From mouth to keyboard: the place of non-canonical written and spoken structures in lexicography
Authors: Ana Zwitter Vitez, Darja Fišer
Abstract:
As user-generated content is on the rise both in terms of volume and importance, the long established relation between spoken and written communication needs to be re-examined in lexicography. This is the aim of this paper, in which we perform a corpus-based analysis of typical non-canonical words in spoken and computer-mediated communication in Slovene. The results show that the spoken and the Twitter corpus contain a similar proportion of non-standard pronunciation/spelling variants, interaction words and informal lexemes. On the opposite end of the spectrum are news comments which contain a higher proportion of nouns and a smaller proportion of non-canonical words. The presented study brings a language-independent methodology of identifying typical elements of spoken and written informal texts.

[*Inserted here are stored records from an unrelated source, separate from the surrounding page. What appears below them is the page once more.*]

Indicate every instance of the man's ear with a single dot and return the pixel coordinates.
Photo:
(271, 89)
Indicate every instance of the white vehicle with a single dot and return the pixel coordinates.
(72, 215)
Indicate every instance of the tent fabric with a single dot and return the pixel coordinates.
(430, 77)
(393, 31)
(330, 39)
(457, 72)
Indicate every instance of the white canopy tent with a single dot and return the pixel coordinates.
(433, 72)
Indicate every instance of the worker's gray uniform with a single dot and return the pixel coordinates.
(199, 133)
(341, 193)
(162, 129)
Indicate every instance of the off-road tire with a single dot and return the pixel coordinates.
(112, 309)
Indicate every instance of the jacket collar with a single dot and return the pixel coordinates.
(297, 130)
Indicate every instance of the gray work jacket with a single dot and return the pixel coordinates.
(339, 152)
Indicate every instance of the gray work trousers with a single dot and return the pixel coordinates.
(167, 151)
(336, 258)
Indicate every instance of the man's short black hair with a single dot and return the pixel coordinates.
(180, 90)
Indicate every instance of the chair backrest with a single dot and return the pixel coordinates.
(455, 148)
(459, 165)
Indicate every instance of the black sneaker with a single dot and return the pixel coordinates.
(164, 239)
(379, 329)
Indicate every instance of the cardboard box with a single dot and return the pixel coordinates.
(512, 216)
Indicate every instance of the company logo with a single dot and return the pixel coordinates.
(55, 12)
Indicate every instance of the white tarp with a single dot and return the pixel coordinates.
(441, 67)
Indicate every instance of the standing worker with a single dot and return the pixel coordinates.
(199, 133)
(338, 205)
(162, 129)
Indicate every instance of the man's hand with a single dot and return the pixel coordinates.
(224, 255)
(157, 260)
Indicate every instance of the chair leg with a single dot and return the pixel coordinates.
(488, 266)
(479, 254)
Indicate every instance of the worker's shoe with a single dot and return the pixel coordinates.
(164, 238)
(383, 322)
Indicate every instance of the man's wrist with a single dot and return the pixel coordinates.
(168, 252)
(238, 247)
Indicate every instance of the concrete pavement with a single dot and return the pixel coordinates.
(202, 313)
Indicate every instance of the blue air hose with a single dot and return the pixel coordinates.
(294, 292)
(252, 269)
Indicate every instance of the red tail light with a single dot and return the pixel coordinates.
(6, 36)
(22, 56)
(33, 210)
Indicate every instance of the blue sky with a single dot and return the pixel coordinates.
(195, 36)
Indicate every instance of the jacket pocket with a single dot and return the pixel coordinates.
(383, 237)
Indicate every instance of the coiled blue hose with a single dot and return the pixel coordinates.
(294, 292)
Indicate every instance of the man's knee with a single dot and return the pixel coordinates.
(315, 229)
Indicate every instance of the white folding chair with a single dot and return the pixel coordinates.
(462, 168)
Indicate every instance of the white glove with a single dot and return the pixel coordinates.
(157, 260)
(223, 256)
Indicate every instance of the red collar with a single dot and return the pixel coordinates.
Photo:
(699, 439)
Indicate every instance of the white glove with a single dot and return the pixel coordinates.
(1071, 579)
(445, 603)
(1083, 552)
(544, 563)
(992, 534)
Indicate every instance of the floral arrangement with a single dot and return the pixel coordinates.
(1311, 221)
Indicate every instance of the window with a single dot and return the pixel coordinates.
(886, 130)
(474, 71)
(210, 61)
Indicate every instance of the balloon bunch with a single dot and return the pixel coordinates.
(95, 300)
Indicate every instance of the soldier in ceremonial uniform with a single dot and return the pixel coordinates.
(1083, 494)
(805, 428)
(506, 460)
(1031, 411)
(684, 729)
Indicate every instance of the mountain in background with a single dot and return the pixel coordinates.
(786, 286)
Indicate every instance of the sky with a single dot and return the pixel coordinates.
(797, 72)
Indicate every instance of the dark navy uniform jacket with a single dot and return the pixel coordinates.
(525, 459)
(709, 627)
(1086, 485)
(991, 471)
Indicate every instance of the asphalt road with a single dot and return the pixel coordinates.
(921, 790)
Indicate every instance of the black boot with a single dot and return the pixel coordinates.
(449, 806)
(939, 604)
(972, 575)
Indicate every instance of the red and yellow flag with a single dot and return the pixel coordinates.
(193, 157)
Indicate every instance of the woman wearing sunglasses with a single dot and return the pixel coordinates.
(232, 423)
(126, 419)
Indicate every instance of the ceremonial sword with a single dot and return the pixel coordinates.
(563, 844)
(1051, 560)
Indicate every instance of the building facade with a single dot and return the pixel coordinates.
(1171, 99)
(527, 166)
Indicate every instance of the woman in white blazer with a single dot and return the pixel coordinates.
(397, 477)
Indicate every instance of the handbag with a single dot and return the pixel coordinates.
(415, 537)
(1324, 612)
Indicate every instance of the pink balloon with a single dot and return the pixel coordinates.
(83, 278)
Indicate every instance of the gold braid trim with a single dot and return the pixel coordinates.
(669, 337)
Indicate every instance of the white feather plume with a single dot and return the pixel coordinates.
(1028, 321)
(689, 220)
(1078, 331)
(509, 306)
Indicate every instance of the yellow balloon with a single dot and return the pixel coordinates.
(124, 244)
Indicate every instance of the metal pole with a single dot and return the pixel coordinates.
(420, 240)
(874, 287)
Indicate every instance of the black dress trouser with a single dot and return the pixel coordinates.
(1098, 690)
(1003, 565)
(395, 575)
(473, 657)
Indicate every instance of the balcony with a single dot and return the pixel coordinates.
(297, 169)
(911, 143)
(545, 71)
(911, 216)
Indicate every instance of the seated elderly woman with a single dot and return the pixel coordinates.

Keywords: lexicography; non-canonical language; computer-mediated communication; spoken language
Reference: In Kosem, I., Jakubiček, M., Kallas, J., Krek, S. (eds.) Electronic lexicography in the 21st century: linking lexical data in the digital age. Proceedings of the eLex 2015 conference, 11-13 August 2015, Herstmonceux Castle, United Kingdom. Ljubljana/Brighton: Trojina, Institute for Applied Slovene Studies/Lexical Computing Ltd., pp. 250-267.